I am using this Microsoft tutorial for a starting point for using Azure Batch pools, jobs, and containers.

I have altered their code for deleting pools and jobs slighty to

// Cleanup Batch Account Resources
// Clean up Job
await batchClient.JobOperations.DeleteJobAsync($"{BatchConstants.JobIdPrefix}-{Guid}");
            
// Clean up Pool
await batchClient.PoolOperations.DeletePoolAsync($"{BatchConstants.PoolIdPrefix}-{Guid}");

This works great when I run this code locally, but when it goes up to my development environment it runs into an issue when deleting the pool or job (usually the job). I get back the status code "ServiceUnavailable".

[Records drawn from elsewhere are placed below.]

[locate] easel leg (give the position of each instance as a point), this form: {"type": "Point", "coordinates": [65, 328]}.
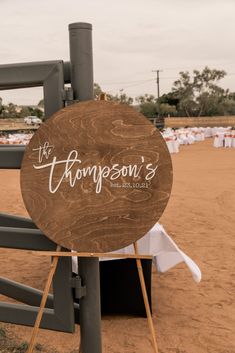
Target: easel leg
{"type": "Point", "coordinates": [43, 301]}
{"type": "Point", "coordinates": [146, 302]}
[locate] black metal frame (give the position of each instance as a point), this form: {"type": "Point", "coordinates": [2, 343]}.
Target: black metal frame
{"type": "Point", "coordinates": [17, 232]}
{"type": "Point", "coordinates": [22, 233]}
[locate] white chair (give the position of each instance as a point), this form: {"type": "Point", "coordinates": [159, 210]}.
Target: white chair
{"type": "Point", "coordinates": [219, 140]}
{"type": "Point", "coordinates": [228, 139]}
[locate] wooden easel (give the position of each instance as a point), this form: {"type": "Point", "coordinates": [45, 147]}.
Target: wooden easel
{"type": "Point", "coordinates": [56, 254]}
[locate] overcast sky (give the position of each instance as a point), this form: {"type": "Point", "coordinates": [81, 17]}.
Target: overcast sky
{"type": "Point", "coordinates": [130, 39]}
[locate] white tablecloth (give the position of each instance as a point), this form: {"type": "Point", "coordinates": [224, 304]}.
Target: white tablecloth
{"type": "Point", "coordinates": [164, 250]}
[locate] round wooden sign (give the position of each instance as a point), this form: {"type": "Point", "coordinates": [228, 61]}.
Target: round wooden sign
{"type": "Point", "coordinates": [96, 176]}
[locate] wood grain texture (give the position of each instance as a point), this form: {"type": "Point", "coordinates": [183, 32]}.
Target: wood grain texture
{"type": "Point", "coordinates": [84, 214]}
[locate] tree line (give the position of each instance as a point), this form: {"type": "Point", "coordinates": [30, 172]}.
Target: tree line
{"type": "Point", "coordinates": [192, 95]}
{"type": "Point", "coordinates": [195, 95]}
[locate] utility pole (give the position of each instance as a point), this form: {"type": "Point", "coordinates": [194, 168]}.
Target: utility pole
{"type": "Point", "coordinates": [158, 82]}
{"type": "Point", "coordinates": [158, 91]}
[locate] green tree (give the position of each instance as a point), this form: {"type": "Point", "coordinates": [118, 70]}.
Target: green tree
{"type": "Point", "coordinates": [199, 95]}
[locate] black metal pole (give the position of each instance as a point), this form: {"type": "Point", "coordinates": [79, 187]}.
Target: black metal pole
{"type": "Point", "coordinates": [82, 84]}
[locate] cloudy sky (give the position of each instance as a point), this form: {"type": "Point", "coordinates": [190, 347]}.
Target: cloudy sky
{"type": "Point", "coordinates": [130, 39]}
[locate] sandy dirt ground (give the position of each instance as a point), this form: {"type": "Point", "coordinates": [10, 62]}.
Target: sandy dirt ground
{"type": "Point", "coordinates": [188, 318]}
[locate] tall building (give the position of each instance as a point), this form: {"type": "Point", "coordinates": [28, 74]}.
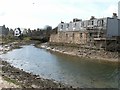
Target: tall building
{"type": "Point", "coordinates": [119, 10]}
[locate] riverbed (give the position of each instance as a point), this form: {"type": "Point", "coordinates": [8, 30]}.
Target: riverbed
{"type": "Point", "coordinates": [73, 71]}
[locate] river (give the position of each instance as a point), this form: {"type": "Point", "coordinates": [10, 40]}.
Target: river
{"type": "Point", "coordinates": [63, 68]}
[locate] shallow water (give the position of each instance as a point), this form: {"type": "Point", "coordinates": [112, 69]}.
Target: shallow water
{"type": "Point", "coordinates": [63, 68]}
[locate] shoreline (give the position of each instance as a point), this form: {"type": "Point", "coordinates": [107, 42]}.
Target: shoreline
{"type": "Point", "coordinates": [98, 55]}
{"type": "Point", "coordinates": [27, 80]}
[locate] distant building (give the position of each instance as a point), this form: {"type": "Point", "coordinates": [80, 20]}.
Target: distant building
{"type": "Point", "coordinates": [17, 32]}
{"type": "Point", "coordinates": [3, 30]}
{"type": "Point", "coordinates": [87, 31]}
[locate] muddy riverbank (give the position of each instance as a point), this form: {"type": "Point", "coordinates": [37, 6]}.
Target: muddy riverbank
{"type": "Point", "coordinates": [25, 79]}
{"type": "Point", "coordinates": [100, 55]}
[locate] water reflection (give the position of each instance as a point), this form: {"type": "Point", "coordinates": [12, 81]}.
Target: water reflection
{"type": "Point", "coordinates": [67, 69]}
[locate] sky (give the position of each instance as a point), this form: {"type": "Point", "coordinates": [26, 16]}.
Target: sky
{"type": "Point", "coordinates": [38, 13]}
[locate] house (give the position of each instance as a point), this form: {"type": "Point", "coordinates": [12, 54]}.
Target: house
{"type": "Point", "coordinates": [87, 31]}
{"type": "Point", "coordinates": [3, 30]}
{"type": "Point", "coordinates": [17, 32]}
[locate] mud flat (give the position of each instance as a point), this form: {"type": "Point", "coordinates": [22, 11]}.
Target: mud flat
{"type": "Point", "coordinates": [27, 80]}
{"type": "Point", "coordinates": [91, 54]}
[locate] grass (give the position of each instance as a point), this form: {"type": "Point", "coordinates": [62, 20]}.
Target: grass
{"type": "Point", "coordinates": [10, 80]}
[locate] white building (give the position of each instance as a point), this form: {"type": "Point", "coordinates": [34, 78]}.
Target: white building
{"type": "Point", "coordinates": [102, 27]}
{"type": "Point", "coordinates": [119, 10]}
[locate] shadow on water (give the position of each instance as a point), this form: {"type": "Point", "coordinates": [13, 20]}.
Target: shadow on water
{"type": "Point", "coordinates": [74, 71]}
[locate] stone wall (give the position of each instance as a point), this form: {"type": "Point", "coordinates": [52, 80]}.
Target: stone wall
{"type": "Point", "coordinates": [69, 37]}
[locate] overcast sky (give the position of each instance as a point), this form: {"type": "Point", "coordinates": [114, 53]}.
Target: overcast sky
{"type": "Point", "coordinates": [38, 13]}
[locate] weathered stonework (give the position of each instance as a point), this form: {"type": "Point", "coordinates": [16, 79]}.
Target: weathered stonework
{"type": "Point", "coordinates": [70, 37]}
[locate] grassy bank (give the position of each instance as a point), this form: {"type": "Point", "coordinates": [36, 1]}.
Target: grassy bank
{"type": "Point", "coordinates": [25, 79]}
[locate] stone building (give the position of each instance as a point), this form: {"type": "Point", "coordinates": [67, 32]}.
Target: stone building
{"type": "Point", "coordinates": [88, 31]}
{"type": "Point", "coordinates": [3, 30]}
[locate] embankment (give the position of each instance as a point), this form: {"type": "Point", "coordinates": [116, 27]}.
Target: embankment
{"type": "Point", "coordinates": [82, 52]}
{"type": "Point", "coordinates": [25, 79]}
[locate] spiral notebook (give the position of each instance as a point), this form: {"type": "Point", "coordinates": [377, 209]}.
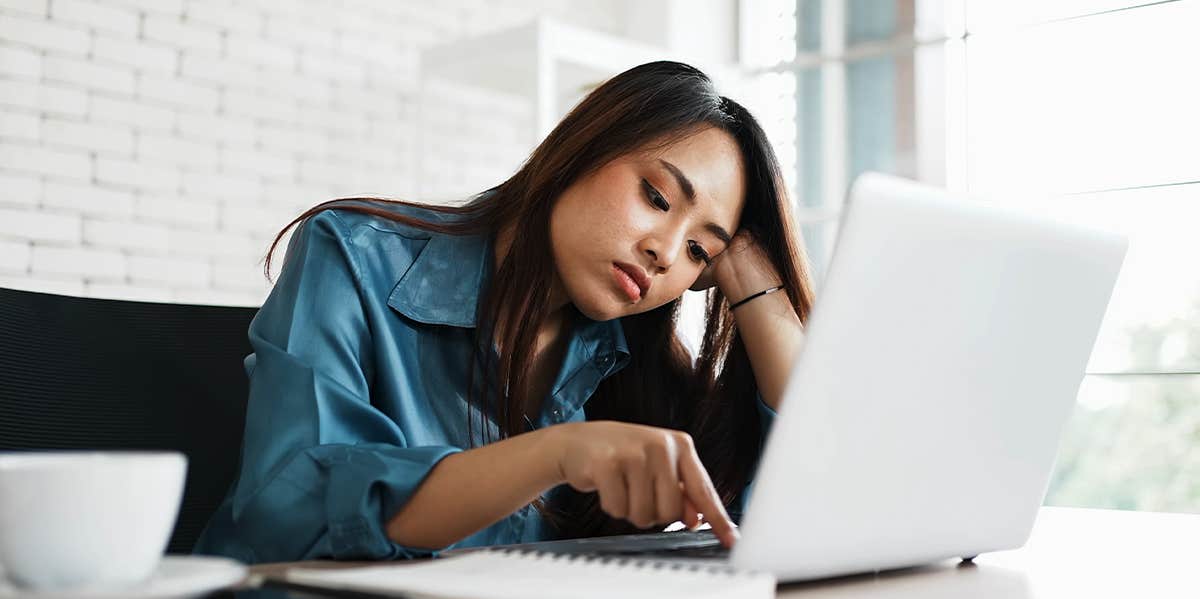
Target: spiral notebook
{"type": "Point", "coordinates": [511, 574]}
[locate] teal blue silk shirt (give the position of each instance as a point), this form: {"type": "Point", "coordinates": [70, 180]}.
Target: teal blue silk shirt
{"type": "Point", "coordinates": [358, 388]}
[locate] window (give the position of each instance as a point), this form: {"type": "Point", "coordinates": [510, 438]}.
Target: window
{"type": "Point", "coordinates": [1081, 108]}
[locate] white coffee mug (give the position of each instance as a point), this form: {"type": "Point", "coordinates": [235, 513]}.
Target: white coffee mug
{"type": "Point", "coordinates": [87, 519]}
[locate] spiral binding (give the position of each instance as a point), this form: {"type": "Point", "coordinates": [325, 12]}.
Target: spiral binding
{"type": "Point", "coordinates": [617, 561]}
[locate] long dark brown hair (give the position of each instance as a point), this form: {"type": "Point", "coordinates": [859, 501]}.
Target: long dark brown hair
{"type": "Point", "coordinates": [713, 399]}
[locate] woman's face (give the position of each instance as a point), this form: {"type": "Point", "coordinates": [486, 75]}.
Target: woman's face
{"type": "Point", "coordinates": [634, 215]}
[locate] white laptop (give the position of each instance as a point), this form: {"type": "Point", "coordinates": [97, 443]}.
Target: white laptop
{"type": "Point", "coordinates": [922, 419]}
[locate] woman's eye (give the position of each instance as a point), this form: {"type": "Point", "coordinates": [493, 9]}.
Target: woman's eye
{"type": "Point", "coordinates": [655, 197]}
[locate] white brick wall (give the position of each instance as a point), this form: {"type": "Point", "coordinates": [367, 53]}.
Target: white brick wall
{"type": "Point", "coordinates": [150, 149]}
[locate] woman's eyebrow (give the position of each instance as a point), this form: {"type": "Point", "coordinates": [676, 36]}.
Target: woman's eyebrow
{"type": "Point", "coordinates": [689, 192]}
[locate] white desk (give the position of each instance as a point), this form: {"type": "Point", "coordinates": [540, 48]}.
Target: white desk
{"type": "Point", "coordinates": [1087, 553]}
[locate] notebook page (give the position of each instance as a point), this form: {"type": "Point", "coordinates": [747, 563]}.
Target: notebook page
{"type": "Point", "coordinates": [534, 575]}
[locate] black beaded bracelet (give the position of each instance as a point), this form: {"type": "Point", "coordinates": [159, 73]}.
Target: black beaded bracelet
{"type": "Point", "coordinates": [755, 295]}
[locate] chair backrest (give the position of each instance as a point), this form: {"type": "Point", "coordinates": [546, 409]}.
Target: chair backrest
{"type": "Point", "coordinates": [99, 373]}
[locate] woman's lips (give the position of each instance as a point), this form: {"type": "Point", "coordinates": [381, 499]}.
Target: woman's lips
{"type": "Point", "coordinates": [627, 283]}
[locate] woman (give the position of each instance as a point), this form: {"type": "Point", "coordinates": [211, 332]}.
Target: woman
{"type": "Point", "coordinates": [381, 353]}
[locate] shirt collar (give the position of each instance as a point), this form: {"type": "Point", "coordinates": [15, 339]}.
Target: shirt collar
{"type": "Point", "coordinates": [443, 286]}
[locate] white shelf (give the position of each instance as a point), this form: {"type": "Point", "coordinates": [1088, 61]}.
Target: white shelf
{"type": "Point", "coordinates": [550, 63]}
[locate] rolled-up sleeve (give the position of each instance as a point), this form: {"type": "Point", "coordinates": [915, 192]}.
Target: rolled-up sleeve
{"type": "Point", "coordinates": [322, 468]}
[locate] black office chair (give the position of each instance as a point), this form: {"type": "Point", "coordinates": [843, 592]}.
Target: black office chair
{"type": "Point", "coordinates": [97, 373]}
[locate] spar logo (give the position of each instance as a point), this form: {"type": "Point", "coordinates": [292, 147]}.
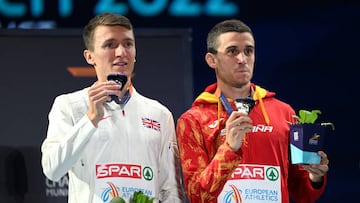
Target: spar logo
{"type": "Point", "coordinates": [248, 172]}
{"type": "Point", "coordinates": [124, 171]}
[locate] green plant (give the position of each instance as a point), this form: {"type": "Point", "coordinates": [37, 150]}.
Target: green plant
{"type": "Point", "coordinates": [306, 116]}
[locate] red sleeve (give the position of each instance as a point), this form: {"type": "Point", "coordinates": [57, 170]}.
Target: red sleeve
{"type": "Point", "coordinates": [300, 188]}
{"type": "Point", "coordinates": [205, 172]}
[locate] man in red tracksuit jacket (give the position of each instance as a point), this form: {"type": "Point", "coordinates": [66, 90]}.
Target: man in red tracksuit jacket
{"type": "Point", "coordinates": [234, 156]}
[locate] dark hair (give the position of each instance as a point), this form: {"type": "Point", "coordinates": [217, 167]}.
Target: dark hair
{"type": "Point", "coordinates": [110, 19]}
{"type": "Point", "coordinates": [232, 25]}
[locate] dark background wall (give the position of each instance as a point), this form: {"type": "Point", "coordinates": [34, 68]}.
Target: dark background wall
{"type": "Point", "coordinates": [306, 51]}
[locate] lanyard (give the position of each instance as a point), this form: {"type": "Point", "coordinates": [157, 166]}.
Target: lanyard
{"type": "Point", "coordinates": [124, 99]}
{"type": "Point", "coordinates": [228, 108]}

When I manually login to the Azure portal, I can see the container were deleted without issue (so I know the connection is able to be made and can successfully delete Azure objects), but notice the pool and job are still alive.

It does not appear that JobOperations or PoolOperations have a notion of retry policies, so is there any other way I can have it retry deleting pools and/or jobs a few more times if it gets back a ServiceUnavailable status? Or should I just try it in essentially a for loop that runs up to 5 (or so) times if it gets back a bad status code or continues with the rest of the program if a good status code comes back?

Thanks for the help.

Solution

You can provide a retry policy on the batchClient itself which will apply to all operations that are retryable (i.e., the client will automatically retry the operation on your behalf if it is a retryable operation). For example, to add a linear retry policy that retries every 5 seconds for 10 attempts maximum:

batchClient.CustomBehaviors.Add(RetryPolicyProvider.LinearRetryProvider(TimeSpan.FromSeconds(5), 10))

You can use any of the existing retry policies or create your own retry policy by implementing the IRetryPolicy interface.

Typically ServiceUnavailable will recover on its own due to some temporary outage or issue. However with that being said, you may still need to handle cases where even these retry policies fail after the maximum number of attempts. That will depend on what is acceptable for your scenario, for example, you may be ok that job deletion fails for an extended period of time, but it is not ok for pool deletion to fail for a period greater than some time. You may want to include more robust retry handling in that case or fallback alerting and notification in your system.